# residential bonding



## Speedy Petey (Jan 10, 2007)

I guess he is applying 250.64(B), although I do feel he is grasping at straws with this one.

_*250.64 Grounding Electrode Conductor Installation

(B) Securing and Protection Against Physical Damage* Where exposed, a grounding electrode conductor or its enclosure shall be securely fastened to the surface on which it is carried. A 4 AWG or larger copper or aluminum grounding electrode conductor shall be protected where exposed to physical damage. A 6 AWG grounding electrode conductor that is free from exposure to physical damage shall be permitted to be run along the surface of the building construction without metal covering or protection where it is securely fastened to the construction; otherwise, it shall be in rigid metal conduit, intermediate metal conduit, rigid nonmetallic conduit, electrical metallic tubing, or cable armor. Grounding electrode conductors smaller than 6 AWG shall be in rigid metal conduit, intermediate metal conduit, rigid nonmetallic conduit, electrical metallic tubing, or cable armor._


----------



## waco (Dec 10, 2007)

For 100 amp services, #6 to the cold water pipe its closest point on entry into the house, usually clamped on both sides of the meter if the meter is in the house. #4 if 200 amp or bigger.

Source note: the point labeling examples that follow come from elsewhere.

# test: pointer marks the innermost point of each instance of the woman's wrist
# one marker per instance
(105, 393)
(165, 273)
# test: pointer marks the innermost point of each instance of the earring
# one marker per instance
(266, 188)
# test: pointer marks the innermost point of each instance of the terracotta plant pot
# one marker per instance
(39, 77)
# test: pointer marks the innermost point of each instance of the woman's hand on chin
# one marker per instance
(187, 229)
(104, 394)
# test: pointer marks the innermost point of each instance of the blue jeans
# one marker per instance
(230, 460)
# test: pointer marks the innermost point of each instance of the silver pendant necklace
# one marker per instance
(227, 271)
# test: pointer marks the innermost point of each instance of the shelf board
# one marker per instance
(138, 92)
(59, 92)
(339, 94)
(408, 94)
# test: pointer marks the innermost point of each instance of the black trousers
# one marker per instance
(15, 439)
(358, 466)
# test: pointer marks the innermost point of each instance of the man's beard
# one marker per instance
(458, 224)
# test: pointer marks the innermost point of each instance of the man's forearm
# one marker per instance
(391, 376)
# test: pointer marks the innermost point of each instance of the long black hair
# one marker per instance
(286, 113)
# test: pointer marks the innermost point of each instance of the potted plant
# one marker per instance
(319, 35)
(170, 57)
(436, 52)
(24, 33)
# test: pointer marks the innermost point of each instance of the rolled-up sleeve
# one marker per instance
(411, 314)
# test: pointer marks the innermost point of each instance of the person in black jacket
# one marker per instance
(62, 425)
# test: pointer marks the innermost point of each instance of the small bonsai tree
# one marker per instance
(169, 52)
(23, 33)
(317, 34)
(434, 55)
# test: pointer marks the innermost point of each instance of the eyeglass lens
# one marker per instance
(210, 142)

In both, another #6 to ground rod, usually near the meter, out far enough to clear the footer. I usually bury the top of the rod and the wire down about 6 inches.

I staple the primary going to the water pipe, but the one going to the ground rod is usually held down with clamps.

I have run the wire to the ground rod down the conduit for the underground service feed and to the ground rod basically driven in the same ditch dug for the lateral. I usually leave it uncovered until inspected.

I have never had an inspector tell me to use armored wire.


----------



## Speedy Petey (Jan 10, 2007)

waco said:


> For 100 amp services, #6 to the cold water pipe its closest point on entry into the house, usually clamped on both sides of the meter if the meter is in the house. #4 if 200 amp or bigger.


The water bond is sized according to the size of the SEC's. We use T250.66 for this, taken from 250.104(A)(1).

For 100A this is typically #8, and for 200A it is #4. 
320A would likely be #2cu and a true 400A would be 1/0cu.


----------



## leland (Dec 28, 2007)

WOW, They still use copper pipes in houses? Thats cool.
We don't any more (than needed) it gets ripped out 10 mins after you leave the job!!

I just drop mine down in sch 40 pvc. and their always happy.


----------



## waco (Dec 10, 2007)

Yes, but the vast majority of my service upgrades/replacements are residential, 100 , 200, or 400 amp, so our general use is #6 and #4 bare copper.

Yes, we still have copper in places where we are doing upgrades/replacements, but more and more new construction is using plastic. In that case, two ground rods and wire sized according to the service.


----------



## Speedy Petey (Jan 10, 2007)

waco said:


> Yes, but the vast majority of my service upgrades/replacements are residential, 100 , 200, or 400 amp, so our general use is #6 and #4 bare copper.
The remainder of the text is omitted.